Sunday, March 21, 2010

Government To Stop Subsidizing Private Sector Education Loans

Odd, or not so odd. In overhauling the student loan lending apparatus, money gets saved by the government by doing direct loans. Which again proves the point that there is no factual basis by which to conclude that government run initiatives are automatically more costly, or less efficient, than the private sector. Private companies overcharge, go bankrupt, fail, waste money, and ultimately, if unprofitable, disappear from the statistical "failure" record. So we are left with hearing some conservatives constantly comparing the entire government record against only the private sector successes.
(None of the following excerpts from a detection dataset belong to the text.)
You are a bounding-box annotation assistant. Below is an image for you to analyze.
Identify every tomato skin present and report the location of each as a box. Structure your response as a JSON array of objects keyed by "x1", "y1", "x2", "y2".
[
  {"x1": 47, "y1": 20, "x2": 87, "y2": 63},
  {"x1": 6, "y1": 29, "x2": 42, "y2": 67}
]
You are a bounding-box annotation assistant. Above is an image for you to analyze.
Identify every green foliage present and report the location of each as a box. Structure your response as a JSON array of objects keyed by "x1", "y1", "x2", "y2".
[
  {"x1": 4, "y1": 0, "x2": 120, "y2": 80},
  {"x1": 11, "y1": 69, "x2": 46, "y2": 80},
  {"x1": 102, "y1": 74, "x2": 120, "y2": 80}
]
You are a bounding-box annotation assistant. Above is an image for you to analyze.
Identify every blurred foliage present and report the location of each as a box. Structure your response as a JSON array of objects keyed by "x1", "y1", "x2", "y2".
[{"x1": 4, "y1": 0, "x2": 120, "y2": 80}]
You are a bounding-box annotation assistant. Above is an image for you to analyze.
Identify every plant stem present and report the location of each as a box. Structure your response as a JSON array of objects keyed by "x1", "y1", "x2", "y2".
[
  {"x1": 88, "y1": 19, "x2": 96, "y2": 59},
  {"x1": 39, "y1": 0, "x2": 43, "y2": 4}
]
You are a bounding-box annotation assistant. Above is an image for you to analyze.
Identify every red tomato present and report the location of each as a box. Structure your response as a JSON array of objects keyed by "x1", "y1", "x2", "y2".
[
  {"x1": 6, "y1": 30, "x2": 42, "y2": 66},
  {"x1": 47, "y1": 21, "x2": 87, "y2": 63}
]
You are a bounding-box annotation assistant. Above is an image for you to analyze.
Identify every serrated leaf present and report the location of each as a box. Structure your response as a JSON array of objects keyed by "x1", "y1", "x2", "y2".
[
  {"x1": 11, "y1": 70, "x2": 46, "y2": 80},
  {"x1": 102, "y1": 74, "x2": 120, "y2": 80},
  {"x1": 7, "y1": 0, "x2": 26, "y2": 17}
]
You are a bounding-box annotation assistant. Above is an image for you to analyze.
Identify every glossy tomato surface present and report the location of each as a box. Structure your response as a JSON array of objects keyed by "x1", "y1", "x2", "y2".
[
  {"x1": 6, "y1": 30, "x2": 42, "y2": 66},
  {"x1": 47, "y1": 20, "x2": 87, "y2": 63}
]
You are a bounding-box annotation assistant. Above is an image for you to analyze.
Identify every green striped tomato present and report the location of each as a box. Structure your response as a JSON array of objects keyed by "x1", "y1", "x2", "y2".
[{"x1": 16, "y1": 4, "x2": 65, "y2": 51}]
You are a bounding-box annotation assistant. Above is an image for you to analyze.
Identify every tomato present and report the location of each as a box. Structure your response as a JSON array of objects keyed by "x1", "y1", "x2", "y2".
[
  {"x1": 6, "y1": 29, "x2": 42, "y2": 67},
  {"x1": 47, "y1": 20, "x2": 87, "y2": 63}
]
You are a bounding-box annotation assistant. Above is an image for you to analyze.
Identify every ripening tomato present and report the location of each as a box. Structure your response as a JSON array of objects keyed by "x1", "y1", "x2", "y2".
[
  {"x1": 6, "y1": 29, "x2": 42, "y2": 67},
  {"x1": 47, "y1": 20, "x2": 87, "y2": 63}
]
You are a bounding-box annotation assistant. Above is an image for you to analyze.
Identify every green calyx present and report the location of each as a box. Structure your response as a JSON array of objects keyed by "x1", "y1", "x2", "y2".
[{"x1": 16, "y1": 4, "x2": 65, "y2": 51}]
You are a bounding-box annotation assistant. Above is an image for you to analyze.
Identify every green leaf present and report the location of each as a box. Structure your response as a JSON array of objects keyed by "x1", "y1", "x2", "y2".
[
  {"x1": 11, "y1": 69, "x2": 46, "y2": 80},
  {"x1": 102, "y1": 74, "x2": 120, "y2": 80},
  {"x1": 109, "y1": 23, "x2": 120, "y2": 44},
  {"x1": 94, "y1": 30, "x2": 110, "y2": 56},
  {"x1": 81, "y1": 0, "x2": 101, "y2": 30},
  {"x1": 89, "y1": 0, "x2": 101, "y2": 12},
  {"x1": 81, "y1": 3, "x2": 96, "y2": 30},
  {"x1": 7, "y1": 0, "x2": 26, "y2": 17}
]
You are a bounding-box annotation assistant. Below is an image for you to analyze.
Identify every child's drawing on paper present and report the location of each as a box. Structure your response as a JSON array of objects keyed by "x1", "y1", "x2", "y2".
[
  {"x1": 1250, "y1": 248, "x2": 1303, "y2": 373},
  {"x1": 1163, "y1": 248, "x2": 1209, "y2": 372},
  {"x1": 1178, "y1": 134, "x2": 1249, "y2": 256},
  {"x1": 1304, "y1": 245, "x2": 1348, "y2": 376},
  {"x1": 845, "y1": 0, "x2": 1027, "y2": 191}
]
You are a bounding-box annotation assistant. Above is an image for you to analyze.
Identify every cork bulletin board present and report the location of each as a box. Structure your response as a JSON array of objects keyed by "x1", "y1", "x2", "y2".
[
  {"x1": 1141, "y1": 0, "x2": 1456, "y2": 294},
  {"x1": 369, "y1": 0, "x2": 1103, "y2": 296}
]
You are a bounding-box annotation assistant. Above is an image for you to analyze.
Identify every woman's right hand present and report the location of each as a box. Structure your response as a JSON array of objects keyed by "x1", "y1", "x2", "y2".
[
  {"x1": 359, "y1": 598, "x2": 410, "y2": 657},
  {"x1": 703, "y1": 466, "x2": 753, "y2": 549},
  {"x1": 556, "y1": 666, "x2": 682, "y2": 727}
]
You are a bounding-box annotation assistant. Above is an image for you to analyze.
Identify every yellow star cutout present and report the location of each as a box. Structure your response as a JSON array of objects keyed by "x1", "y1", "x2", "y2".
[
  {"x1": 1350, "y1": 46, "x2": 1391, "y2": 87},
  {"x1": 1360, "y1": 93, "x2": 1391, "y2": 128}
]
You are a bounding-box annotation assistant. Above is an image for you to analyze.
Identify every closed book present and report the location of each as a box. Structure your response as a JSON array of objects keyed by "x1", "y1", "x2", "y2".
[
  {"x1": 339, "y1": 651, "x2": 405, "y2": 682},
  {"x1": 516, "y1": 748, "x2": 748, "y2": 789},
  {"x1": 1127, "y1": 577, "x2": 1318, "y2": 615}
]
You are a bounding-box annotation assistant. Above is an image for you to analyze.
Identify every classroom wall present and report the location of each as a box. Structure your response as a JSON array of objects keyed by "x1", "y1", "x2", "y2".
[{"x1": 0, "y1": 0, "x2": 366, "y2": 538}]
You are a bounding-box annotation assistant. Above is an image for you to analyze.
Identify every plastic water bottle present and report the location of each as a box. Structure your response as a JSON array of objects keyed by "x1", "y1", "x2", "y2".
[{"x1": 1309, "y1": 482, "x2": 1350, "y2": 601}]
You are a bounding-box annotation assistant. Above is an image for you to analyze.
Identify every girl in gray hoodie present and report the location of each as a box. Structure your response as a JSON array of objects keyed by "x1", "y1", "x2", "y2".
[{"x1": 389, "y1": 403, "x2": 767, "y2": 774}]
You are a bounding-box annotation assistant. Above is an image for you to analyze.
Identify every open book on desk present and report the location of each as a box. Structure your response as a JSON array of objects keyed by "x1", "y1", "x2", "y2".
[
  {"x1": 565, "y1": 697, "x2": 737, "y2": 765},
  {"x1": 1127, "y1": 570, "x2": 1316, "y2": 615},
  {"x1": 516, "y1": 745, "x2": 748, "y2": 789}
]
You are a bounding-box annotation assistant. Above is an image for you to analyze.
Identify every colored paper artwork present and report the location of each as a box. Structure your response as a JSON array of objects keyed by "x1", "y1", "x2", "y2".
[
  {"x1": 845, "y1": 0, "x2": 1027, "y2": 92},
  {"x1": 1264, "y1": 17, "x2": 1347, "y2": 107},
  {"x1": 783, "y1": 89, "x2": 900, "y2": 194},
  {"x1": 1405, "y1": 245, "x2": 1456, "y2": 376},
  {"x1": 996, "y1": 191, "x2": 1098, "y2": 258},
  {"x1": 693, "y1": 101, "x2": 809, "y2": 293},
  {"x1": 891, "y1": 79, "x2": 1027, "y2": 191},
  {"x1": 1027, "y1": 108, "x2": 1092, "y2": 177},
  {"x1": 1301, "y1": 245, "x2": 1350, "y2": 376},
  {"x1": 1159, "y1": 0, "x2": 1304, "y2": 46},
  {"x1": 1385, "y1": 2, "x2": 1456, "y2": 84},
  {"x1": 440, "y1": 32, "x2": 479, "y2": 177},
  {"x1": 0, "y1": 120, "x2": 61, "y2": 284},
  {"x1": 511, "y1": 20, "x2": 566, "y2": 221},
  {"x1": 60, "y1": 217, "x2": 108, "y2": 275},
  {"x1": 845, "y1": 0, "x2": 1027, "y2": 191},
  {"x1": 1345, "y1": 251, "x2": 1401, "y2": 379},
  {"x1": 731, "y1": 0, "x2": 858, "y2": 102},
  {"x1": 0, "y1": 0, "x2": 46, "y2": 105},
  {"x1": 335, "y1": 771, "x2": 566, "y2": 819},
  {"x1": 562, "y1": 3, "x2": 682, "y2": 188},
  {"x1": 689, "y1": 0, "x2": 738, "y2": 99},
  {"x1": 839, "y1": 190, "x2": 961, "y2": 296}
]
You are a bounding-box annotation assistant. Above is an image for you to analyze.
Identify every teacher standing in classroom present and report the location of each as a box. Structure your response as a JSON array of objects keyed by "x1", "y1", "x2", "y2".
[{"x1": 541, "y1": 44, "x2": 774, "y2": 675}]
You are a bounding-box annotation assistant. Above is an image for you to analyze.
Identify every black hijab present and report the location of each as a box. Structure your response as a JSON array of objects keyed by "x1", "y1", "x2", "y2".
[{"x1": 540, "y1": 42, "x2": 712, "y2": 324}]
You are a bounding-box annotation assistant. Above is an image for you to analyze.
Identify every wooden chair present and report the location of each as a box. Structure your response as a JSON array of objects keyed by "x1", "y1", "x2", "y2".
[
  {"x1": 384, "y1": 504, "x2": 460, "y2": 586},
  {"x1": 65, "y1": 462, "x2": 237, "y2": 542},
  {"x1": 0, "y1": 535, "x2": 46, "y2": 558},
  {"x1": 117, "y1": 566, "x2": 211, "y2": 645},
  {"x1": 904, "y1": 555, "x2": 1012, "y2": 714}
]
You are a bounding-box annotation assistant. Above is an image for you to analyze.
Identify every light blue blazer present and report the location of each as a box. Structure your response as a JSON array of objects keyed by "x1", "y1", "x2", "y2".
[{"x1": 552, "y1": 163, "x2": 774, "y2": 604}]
Nonsense.

Here, some student loan changes:
The student aid initiative, overshadowed by the health-care debate, would overhaul the student loan industry, eliminating a $60 billion program that supports private student loans with federal subsidies and replacing it with direct government lending to students.
By ending the subsidies and effectively eliminating the middleman, the bill would generate $61 billion in savings over 10 years, according to the nonpartisan Congressional Budget Office.
(Washington Post)

Republicans are seeing this as a government takeover of education lending, although one should really question the abilities of the private sector if they are subsidized and given risk free business at greater overall cost. And one could hardly imagine that the private sector is in any condition to take on more loans given the shakiness in the securitization industry. Their slice of education loan pie will be entirely sufficient.